Nascido em Karlsruhe em 1947, Peter Sloterdijk estudou filosofia, germanística e história em Munique e Hamburgo. É considerado um dos mais importantes renovadores do pensamento filosófico da atualidade pelo menos desde a publicação de Kritik der zynischen Vernunft [Crítica da razão cínica], que alcançou sucesso imediato, tornando-se o mais vendido livro de filosofia na Alemanha no último meio século. Notabilizou-se por defender o retorno a um maior rigor filosófico e, em bom iconoclasta, posiciona-se contra os nivelamentos por baixo reinantes na academia e na vida pública.

Além das obras editadas no Brasil — A árvore mágica. O surgimento da psicanálise no ano de 1785, tentativa épica com relação à filosofia da psicologia (Casa Maria Editorial, 1988), Mobilização copernicana e desarmamento ptolomaico (Tempo Brasileiro, 1992), No mesmo barco. Ensaio sobre a hiperpolítica (Estação Liberdade, 1999), Regras para o parque humano. Uma resposta à carta de Heidegger sobre o humanismo. (Estação Liberdade, 2000) —, publicou ainda, de uma extensa lista: Der Denker auf der Bühne – Nietzsches Materialismus [O pensador no palco – O materialismo de Nietzsche], 1986; Weltfremdheit [Desassossego do mundo], 1993; Der starke Grund, zusammen zu sein.

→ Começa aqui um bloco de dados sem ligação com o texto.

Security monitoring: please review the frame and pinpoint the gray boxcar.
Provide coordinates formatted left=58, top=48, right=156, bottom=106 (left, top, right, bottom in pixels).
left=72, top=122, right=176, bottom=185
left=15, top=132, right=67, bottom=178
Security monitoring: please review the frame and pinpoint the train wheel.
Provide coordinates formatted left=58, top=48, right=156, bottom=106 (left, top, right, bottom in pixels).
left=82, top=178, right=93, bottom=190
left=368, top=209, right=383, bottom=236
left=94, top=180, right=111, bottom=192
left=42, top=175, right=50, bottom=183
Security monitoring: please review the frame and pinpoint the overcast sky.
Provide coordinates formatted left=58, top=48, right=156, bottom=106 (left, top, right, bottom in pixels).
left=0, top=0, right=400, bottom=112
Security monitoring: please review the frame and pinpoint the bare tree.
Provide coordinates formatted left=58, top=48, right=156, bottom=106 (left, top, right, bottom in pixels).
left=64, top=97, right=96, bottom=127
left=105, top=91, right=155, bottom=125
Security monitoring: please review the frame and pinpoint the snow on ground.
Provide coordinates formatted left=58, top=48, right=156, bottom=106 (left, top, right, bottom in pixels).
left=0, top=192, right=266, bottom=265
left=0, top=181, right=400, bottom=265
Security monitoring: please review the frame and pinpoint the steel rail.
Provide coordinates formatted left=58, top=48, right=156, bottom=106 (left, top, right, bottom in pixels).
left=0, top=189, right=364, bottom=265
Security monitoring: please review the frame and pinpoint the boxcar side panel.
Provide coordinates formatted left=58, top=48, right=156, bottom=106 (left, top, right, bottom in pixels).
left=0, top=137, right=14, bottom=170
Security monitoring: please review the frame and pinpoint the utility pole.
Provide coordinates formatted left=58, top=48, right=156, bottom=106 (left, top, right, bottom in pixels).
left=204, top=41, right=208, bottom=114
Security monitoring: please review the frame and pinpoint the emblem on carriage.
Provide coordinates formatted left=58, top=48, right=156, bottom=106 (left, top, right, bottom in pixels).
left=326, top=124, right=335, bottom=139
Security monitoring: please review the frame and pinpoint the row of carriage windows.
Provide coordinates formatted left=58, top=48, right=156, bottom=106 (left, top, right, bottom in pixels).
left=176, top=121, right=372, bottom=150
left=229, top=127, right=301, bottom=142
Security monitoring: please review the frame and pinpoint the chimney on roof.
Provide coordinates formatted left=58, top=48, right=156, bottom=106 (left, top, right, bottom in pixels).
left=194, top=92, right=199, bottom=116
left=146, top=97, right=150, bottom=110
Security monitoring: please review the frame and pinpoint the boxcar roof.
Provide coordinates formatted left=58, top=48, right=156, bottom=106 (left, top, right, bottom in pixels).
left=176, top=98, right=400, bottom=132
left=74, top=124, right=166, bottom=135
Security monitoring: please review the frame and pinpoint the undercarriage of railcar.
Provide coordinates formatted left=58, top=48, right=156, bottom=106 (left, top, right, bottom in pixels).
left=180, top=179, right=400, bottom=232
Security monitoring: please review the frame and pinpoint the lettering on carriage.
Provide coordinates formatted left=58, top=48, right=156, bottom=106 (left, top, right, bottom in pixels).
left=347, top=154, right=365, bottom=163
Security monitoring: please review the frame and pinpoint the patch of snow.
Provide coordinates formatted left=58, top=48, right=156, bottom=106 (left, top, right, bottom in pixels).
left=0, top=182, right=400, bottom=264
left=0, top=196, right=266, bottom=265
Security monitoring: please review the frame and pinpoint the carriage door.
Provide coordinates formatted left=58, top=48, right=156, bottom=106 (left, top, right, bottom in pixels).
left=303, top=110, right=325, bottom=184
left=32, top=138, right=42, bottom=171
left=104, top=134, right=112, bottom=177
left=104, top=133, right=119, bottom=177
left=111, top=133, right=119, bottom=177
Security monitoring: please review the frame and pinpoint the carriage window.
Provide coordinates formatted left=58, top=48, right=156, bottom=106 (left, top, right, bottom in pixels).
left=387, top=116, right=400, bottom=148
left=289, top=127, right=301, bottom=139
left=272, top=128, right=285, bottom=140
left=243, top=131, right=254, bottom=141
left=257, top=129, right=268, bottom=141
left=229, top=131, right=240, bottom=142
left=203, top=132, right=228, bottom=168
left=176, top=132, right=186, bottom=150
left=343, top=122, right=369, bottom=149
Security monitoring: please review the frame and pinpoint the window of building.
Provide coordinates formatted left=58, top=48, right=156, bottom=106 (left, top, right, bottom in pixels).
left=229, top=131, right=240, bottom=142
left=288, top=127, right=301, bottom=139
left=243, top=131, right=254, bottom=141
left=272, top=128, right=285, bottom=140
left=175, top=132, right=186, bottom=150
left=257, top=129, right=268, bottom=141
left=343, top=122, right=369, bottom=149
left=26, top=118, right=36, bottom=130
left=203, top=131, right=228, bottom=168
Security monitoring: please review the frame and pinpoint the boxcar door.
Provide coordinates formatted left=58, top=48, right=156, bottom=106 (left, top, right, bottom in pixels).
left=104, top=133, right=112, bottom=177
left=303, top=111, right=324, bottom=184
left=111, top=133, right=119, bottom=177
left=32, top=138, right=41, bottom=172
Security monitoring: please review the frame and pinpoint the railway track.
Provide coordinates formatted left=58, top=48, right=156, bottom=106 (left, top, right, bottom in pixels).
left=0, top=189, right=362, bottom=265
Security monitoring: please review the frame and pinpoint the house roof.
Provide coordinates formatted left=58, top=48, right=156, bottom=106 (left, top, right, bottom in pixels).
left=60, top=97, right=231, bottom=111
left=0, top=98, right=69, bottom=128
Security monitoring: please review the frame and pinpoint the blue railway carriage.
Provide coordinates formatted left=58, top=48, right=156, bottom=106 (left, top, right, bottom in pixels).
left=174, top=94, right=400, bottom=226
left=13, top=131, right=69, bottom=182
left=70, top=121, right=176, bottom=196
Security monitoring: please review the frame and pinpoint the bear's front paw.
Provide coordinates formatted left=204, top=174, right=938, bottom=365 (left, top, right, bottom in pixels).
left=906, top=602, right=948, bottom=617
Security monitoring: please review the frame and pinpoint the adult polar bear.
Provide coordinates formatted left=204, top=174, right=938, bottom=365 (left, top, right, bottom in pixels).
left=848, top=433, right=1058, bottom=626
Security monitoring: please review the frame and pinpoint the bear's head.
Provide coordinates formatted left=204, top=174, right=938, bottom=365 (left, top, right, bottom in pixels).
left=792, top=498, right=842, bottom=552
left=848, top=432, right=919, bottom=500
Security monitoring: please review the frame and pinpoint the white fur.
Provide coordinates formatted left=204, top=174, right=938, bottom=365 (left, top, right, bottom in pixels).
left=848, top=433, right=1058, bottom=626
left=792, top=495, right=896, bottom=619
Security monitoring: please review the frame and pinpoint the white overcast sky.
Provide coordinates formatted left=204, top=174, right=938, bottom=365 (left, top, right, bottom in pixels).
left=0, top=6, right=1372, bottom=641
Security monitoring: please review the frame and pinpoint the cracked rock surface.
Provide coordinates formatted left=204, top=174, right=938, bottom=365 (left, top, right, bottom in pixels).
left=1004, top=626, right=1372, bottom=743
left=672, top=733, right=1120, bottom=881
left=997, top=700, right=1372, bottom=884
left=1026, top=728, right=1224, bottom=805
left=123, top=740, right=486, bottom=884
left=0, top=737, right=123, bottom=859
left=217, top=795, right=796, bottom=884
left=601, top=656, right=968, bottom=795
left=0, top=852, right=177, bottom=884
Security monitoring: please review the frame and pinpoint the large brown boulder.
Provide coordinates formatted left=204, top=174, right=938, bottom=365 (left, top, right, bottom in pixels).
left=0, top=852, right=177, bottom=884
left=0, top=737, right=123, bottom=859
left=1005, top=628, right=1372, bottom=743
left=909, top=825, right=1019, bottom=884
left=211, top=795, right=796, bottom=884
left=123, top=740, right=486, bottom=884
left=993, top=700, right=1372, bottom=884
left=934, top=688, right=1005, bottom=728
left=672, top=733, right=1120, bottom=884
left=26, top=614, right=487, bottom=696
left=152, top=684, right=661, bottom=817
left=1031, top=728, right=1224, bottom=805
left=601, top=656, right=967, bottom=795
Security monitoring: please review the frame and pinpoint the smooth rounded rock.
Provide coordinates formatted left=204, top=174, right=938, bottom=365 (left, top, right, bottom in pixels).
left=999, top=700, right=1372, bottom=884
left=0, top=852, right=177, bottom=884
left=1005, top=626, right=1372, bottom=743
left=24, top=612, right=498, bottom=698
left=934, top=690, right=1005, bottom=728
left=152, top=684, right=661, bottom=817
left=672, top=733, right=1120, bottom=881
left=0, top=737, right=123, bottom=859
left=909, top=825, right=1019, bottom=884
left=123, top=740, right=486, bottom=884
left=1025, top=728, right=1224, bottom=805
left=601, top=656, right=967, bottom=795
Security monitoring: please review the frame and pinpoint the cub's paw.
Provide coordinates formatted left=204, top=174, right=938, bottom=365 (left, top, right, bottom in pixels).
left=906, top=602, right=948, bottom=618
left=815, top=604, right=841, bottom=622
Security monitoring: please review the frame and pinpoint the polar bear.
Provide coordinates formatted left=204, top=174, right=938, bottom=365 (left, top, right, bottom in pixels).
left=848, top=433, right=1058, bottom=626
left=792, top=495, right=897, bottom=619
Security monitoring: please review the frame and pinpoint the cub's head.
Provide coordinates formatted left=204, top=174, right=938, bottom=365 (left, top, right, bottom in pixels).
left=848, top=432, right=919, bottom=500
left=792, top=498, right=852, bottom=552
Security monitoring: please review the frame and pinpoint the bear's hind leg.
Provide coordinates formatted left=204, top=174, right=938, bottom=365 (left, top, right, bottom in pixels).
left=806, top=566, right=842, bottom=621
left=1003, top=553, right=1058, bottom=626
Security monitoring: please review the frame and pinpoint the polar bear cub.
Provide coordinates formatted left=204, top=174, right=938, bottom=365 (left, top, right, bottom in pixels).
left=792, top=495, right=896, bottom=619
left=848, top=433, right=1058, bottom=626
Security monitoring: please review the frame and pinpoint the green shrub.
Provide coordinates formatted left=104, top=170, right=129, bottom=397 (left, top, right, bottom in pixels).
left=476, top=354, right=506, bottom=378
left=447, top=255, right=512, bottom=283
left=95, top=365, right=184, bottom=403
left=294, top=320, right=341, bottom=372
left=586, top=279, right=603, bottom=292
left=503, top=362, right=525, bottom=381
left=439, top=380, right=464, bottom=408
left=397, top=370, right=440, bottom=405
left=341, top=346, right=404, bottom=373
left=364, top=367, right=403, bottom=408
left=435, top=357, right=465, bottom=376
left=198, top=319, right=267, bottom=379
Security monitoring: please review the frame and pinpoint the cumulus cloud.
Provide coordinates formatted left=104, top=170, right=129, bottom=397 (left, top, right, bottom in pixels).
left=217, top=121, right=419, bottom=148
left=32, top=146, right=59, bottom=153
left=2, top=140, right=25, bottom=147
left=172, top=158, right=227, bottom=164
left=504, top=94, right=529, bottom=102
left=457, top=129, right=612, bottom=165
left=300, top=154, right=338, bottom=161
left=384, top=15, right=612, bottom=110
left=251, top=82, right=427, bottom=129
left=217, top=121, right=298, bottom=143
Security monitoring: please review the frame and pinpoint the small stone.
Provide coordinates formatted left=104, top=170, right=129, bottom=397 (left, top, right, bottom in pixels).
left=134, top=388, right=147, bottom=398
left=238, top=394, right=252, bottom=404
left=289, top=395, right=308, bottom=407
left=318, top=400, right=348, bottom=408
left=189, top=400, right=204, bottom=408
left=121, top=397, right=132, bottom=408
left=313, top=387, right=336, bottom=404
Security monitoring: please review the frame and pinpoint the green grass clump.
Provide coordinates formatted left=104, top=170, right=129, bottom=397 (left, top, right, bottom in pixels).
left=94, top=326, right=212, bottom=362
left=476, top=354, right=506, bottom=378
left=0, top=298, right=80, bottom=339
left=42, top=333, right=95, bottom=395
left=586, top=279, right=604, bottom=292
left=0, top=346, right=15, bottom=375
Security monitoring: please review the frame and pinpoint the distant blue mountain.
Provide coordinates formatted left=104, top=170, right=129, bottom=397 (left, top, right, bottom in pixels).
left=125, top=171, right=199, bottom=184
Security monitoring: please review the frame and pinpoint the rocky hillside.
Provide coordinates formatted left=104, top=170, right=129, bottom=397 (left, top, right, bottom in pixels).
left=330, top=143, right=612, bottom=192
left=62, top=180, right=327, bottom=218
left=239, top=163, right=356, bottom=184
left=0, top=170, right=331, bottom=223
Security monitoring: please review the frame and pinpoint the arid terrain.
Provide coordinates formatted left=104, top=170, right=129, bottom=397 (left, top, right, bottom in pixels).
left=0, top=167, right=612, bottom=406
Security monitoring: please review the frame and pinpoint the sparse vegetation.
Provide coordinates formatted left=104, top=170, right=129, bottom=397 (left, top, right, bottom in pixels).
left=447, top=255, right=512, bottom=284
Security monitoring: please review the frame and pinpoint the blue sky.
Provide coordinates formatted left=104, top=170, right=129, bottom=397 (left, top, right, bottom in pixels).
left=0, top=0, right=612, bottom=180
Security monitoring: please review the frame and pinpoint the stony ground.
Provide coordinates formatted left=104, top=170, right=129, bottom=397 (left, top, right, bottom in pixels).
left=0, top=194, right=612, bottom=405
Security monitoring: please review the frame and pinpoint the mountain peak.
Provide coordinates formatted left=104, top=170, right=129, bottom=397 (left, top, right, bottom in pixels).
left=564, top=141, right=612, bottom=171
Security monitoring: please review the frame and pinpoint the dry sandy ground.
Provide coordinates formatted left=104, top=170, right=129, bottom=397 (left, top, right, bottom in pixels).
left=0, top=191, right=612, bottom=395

Erinnerungen an die Erfindung des Volkes [O grande motivo de estarmos juntos: anotações sobre a descoberta do povo], 1998; Luftbeben: An den Quellen des Terrors, [Aeromotos: Nas fontes do terror], 2002.

Tem-se dedicando nos últimos anos a sua monumental trilogia Sphären [Esferas], onde aborda a relação umbilical do homem com seu meio ambiente, e cujo primeiro volume foi publicado na Alemanha em 1998. Paralelamente, vem estabelecendo uma nova correlação entre os pensamentos a priori quase antagônicos de Nietzsche e Heidegger.

Leciona na Universidade de Viena e na Escola Superior de Artes Aplicadas de Karlsruhe, cuja reitoria assumiu em 1999. Dirige também o programa Quarteto filosófico na cadeia de televisão estatal alemã ZDF.